Rabbi Sacks is correct, and unfortunately anti-Semitism, via the new concept of intersectionality, is impacting Jewish college students around this great country of ours.  Thursday (9/15/2016) the Washington Post had an article with the title:  In the Safe Spaces on Campus, no Jews allowed.  The article was by Anthony Berteaux, and I highly recommend you all read it.  Before I read it I want you to remember where the article comes from:  The Washingto Post, a newspaper known for its liberal perspective.  In part it reads: 

“When Arielle Mokhtarzadeh arrived at University of California, Berkeley, to attend the annual Students of Color Conference, she had no way of knowing that she would be leaving as a victim of anti­Semitism.…..For Mokhtarzadeh, an Iranian Jew at UCLA, her freshman year was punctuated by incidents of anti­Semitism….She was shocked during her first quarter in school,….to see the phrase “Hitler did nothing wrong” etched into a table [in the Bruin café]. Months later, [her] friend …was temporarily denied a student government leadership position based solely on her Jewish identity…. The campus was supposed to be her new home, her new safe space — so why didn’t she feel that way? She went to the conference hoping for some answers. But on the first day there, she was horrified when the discussion became an attack on Israel — and soon devolved into attacks on the Jews…….“Over the course of what was probably no longer than an hour, my history was denied, the murder of my people was justified, and a movement whose sole purpose is the destruction of the Jewish homeland was glorified. Statements were made justifying the ruthless murder of innocent Israeli civilians, blatantly denying Jewish indigeneity in the land, and denying the Holocaust in which six million Jews were murdered,” she said. “Why anyone in their right mind would accept these slanders as truths baffles me. But they did. These statements, and others, were met with endless snaps and cheers. I was taken aback.”  Mokhtarzadeh walked out on the verge of tears. “It was in that moment, during that conference, that I realized that every identity and every intersection of identity was to be welcomed and championed in progressive spaces — except mine.”

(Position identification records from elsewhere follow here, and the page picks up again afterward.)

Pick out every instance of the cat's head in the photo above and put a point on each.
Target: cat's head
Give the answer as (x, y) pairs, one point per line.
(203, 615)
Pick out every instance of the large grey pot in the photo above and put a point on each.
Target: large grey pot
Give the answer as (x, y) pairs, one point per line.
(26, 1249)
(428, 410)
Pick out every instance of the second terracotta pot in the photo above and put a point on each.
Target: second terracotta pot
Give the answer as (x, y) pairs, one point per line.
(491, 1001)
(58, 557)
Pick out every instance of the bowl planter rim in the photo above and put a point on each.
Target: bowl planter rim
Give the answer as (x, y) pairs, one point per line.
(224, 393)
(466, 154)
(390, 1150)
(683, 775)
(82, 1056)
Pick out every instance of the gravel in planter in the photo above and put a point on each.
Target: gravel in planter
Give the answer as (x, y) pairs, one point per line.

The article continues:  “When these events happen, there are no outcries from the progressive community.”  I wish we had time to read the whole article together, but we don’t and this is a simchah, a happy occasion.   So how do we recognize such challenges and remain joyful?  Easily.  We are not helpless.  We can work together to prevent anti­Semitism from becoming  normalized.

Let me pause there.  I want you to think about what I said.  Anti-Semitism is becoming NORMALIZED in this country right now.  For a while, for one of the first times in Jewish history, Jews in the United States lived in a place where anti-Semitism was deemed unacceptable.  That is changing right now and anti-Semitism is becoming "acceptable again."  This has been happening for a while now and we can now longer ignore it.

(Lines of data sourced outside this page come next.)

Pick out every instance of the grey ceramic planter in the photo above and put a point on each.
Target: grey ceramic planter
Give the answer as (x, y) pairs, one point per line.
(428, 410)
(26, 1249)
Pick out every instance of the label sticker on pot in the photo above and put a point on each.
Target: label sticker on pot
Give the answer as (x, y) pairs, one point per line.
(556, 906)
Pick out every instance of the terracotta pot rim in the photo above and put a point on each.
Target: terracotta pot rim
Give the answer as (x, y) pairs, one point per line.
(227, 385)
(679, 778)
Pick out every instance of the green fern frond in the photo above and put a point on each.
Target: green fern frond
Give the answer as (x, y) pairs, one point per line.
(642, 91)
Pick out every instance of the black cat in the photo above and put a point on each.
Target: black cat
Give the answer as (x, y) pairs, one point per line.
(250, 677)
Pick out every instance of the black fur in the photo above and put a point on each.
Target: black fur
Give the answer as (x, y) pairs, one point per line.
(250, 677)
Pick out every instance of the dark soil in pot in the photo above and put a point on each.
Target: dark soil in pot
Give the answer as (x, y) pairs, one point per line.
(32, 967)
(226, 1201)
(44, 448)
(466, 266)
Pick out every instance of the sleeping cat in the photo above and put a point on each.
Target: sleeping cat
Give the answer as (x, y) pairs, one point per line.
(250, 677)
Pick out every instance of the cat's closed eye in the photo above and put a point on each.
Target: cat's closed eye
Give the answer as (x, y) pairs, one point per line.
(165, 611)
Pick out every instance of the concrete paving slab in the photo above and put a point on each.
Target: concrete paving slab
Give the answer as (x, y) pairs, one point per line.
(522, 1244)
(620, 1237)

But don't worry too much yet.  We can do outreach, helping people who believe they are doing social justice to understand the ramifications of anti­Semitic speech. We can engage them and help them change.  Remember.  These social justice warriors truly believe they are doing tikkun olam, repairing the world.  We must commend them for what they are doing well and right, and we must help them see when they have veered off onto the wrong path.

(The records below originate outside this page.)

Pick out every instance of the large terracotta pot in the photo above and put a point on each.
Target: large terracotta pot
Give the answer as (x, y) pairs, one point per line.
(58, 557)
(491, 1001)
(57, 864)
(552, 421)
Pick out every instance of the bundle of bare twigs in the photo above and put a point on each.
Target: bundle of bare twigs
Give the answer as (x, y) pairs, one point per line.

We can do it and we will not be alone.  As we heard in the haftarah a little earlier:  “Enlarge the site of your tent, extend the size of your dwelling…for you shall spread out to the right and the left….fear not, you shall not be ashamed, do not cringe, you shall not be disgraced, …..For the mountains may move and the hills be shaken, but my loyalty shall never move from you, nor my covenant of friendship be shaken – said the Lord, who takes you back in love."  May the words of the haftarah give us all faith as we fight the deadly scourge of hatred and work together to create a world filled with peace and understanding instead, and may that world be created soon.  Amen.